L'irréconciliable ennemie de Napoléon n'avait pu s'y interdire les allusions politiques. Le volume De l'Allemagne fut saisi. Toute la première édition fut mise au pilon, et Mme de Staël reçut l'ordre de quitter la France et s'embarquer pour l'Amérique ou de se reléguer à Coppet. Elle aima mieux parcourir l'Europe et visiter l'Angleterre, l'Allemagne, la Russie, la Suède, travaillant partout à la coalition contre Napoléon. Elle ne revint en France qu'après Waterlloo, et dans ses Dix années d'éxil, laissa éclater toute sa haine contre l'homme qui n'avait cessé de la persécuter. Louis XVIII l'accueillit avec empressement et lui accorda toute protection. Son dernier ouvrage, qui est aussi le plus important, ne parut qu'après sa mort sous le titre Considérations sur les principaux événements de la Révolution française.
Mme de Staël mourut le 14 juillet 1817, "au moment où débarrassée de certaines formes romanesques qui voilaient son véritable talent, guérie de certaines affectations prétentieuses par l'exagération de ses ridicules imitateurs, elle allait devenir un écrivain véritablement grand, pensant fortement et s'exprimant avec une puissante originalité."

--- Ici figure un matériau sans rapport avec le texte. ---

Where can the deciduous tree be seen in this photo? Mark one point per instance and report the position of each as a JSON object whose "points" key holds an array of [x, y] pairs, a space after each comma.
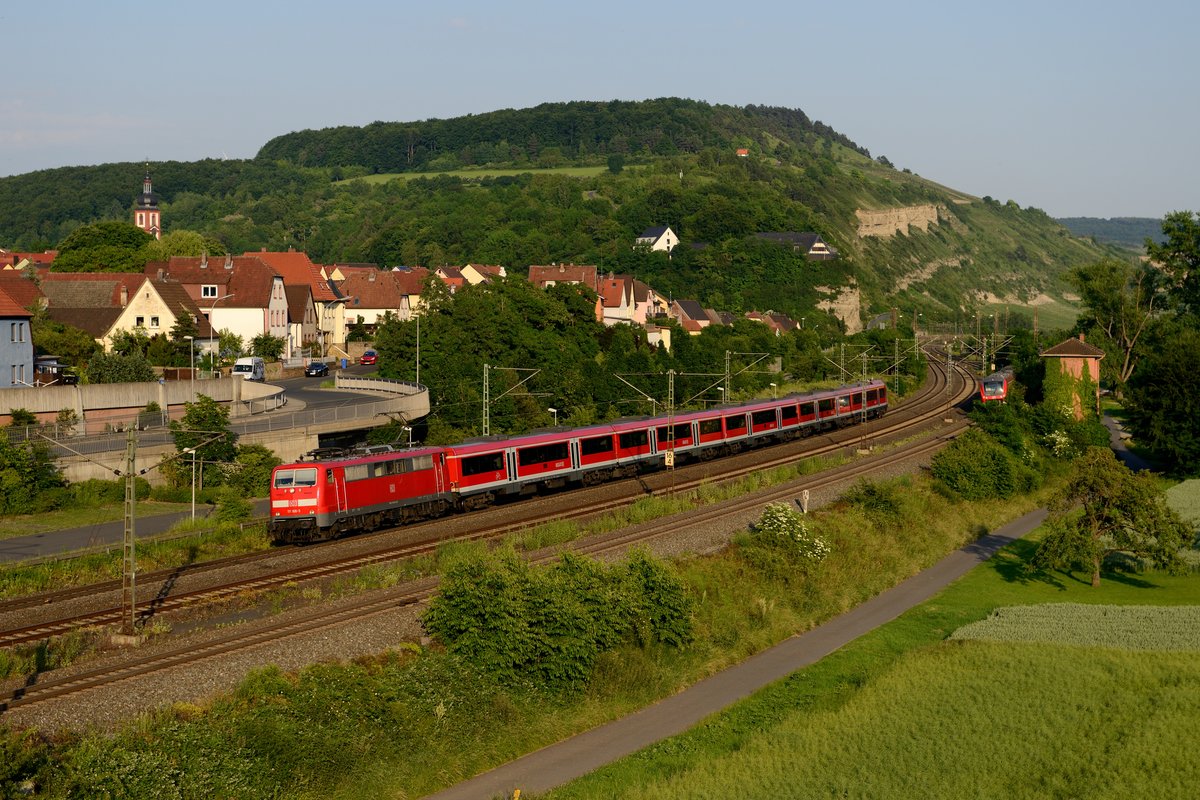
{"points": [[1122, 301], [1105, 509]]}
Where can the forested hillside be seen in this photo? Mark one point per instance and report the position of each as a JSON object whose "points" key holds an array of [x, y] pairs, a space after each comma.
{"points": [[353, 194]]}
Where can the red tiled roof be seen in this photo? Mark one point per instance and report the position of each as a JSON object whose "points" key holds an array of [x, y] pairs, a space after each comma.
{"points": [[1074, 348], [19, 288], [90, 289], [297, 269], [247, 277], [378, 289], [615, 290], [10, 307]]}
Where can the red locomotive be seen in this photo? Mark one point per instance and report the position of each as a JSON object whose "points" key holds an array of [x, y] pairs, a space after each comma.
{"points": [[995, 386], [325, 498]]}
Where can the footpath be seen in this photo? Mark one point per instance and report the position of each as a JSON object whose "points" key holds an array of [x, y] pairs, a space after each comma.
{"points": [[588, 751]]}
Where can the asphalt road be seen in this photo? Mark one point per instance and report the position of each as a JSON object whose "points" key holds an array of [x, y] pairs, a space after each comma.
{"points": [[567, 761]]}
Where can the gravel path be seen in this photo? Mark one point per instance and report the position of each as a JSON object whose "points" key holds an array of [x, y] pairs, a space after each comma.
{"points": [[109, 707]]}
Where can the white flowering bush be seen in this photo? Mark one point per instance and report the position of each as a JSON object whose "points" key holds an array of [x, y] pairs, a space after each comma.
{"points": [[784, 528], [1060, 444]]}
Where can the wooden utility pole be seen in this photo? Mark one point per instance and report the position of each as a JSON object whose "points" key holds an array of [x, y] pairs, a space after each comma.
{"points": [[129, 564]]}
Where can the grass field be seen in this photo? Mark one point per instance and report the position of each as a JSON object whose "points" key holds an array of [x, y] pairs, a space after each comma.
{"points": [[903, 713], [81, 517]]}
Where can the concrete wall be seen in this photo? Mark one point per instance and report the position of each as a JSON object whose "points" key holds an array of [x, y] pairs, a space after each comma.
{"points": [[100, 404]]}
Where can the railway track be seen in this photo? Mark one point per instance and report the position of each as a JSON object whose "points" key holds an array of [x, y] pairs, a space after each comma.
{"points": [[943, 392]]}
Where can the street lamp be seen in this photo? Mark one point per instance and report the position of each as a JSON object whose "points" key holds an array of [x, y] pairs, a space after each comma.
{"points": [[213, 319], [191, 350], [192, 451]]}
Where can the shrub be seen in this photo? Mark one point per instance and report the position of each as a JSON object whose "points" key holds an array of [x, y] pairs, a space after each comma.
{"points": [[780, 545], [515, 623], [251, 474], [876, 499], [95, 492], [973, 467], [232, 505]]}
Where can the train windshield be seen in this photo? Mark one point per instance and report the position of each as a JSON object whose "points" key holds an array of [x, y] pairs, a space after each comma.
{"points": [[287, 479]]}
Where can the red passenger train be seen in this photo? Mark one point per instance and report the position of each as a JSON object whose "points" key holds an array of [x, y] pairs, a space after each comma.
{"points": [[995, 386], [325, 498]]}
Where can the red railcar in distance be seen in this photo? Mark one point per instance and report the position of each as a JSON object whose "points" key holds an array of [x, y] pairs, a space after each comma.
{"points": [[335, 494], [995, 386]]}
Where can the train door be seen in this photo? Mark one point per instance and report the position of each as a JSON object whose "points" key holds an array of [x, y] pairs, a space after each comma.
{"points": [[335, 485]]}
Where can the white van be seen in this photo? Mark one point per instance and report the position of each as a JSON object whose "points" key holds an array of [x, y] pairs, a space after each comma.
{"points": [[251, 368]]}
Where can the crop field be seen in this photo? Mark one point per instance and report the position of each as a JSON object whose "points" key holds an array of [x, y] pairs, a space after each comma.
{"points": [[1125, 627], [474, 174], [978, 720], [1185, 498]]}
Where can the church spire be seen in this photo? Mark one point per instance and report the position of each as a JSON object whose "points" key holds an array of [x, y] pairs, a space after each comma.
{"points": [[145, 215]]}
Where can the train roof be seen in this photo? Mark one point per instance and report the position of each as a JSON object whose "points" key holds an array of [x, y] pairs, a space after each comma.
{"points": [[365, 456]]}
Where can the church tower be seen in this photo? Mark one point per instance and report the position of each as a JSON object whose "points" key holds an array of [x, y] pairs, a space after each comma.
{"points": [[145, 216]]}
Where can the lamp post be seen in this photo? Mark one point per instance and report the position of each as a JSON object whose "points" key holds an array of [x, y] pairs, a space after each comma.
{"points": [[191, 352], [213, 318], [192, 451]]}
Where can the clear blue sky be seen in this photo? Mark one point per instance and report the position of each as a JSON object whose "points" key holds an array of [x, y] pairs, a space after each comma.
{"points": [[1077, 108]]}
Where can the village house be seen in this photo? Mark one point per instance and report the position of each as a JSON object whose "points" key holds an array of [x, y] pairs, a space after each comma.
{"points": [[809, 244], [16, 344], [477, 274], [372, 294], [298, 270], [658, 239], [545, 276], [239, 294], [1075, 358]]}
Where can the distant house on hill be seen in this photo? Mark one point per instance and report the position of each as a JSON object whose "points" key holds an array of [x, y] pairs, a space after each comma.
{"points": [[809, 244], [660, 239], [585, 275], [477, 274]]}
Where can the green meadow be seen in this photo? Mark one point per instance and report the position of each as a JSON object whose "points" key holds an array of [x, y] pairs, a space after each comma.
{"points": [[1069, 701]]}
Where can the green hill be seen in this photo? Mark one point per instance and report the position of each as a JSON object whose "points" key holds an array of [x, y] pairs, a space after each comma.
{"points": [[1128, 233], [579, 182]]}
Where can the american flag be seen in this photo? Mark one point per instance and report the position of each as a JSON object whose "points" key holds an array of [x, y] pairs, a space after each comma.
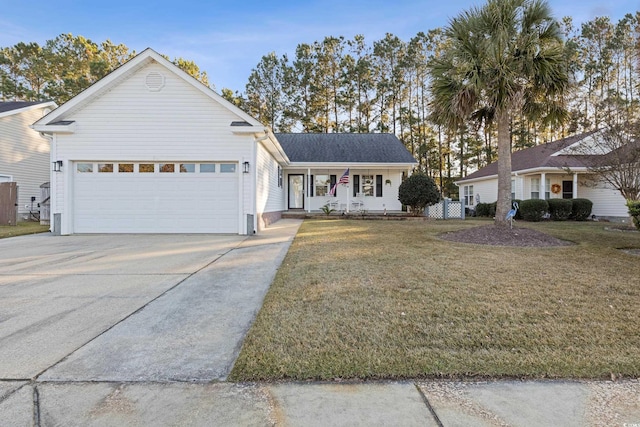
{"points": [[344, 179]]}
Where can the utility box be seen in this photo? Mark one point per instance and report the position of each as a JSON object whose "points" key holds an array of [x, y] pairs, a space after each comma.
{"points": [[57, 224]]}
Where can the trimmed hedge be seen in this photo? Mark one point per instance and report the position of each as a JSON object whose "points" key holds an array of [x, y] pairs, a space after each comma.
{"points": [[634, 211], [560, 209], [534, 209], [581, 209]]}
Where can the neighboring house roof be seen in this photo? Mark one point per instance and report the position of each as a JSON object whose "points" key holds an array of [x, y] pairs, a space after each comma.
{"points": [[344, 148], [14, 107], [540, 156]]}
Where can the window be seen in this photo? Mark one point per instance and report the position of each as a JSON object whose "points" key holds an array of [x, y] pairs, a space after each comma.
{"points": [[167, 167], [187, 167], [125, 167], [146, 168], [105, 167], [322, 185], [84, 167], [367, 185], [228, 168], [535, 188], [468, 195]]}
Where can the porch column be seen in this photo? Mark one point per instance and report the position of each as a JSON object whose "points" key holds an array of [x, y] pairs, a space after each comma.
{"points": [[308, 190]]}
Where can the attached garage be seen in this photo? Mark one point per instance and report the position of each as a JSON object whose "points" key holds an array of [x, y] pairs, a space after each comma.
{"points": [[155, 197]]}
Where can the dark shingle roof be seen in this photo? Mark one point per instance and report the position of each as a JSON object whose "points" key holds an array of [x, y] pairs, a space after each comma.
{"points": [[344, 148], [539, 156], [16, 105]]}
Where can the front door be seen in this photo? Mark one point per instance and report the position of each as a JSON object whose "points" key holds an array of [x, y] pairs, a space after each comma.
{"points": [[296, 191], [567, 189]]}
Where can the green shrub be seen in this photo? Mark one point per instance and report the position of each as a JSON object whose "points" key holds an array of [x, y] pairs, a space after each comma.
{"points": [[534, 209], [560, 209], [581, 209], [634, 211], [482, 209], [492, 209], [418, 191]]}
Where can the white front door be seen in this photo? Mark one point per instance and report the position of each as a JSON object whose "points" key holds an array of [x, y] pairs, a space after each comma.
{"points": [[296, 191]]}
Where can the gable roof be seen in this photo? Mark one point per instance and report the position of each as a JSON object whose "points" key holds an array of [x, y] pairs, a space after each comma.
{"points": [[344, 148], [541, 156], [103, 85], [15, 107]]}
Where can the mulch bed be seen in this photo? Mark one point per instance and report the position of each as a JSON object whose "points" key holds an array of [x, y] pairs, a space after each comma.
{"points": [[504, 236]]}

De toutes les femmes qui se sont fait un nom dans la littérature française, elle est assurément celle qui l'emporte par le nombre des pensées élevées ou profondes, par la noblesse du sentiment, par l'énergie du langage. D'autres ont eu peut-être plus de sûreté de jugement, plus de connaissance exacte du coeur humain, plus de grâce dans les conceptions de l'imagination, plus de correction et d'élégance dans le style, mais il n'en est aucune qui ait touché comme elles aux grandes questions de la politique et de la philosophie sociale et ait fait preuve dans cette étude d'une intelligence plus vaste et plus solide.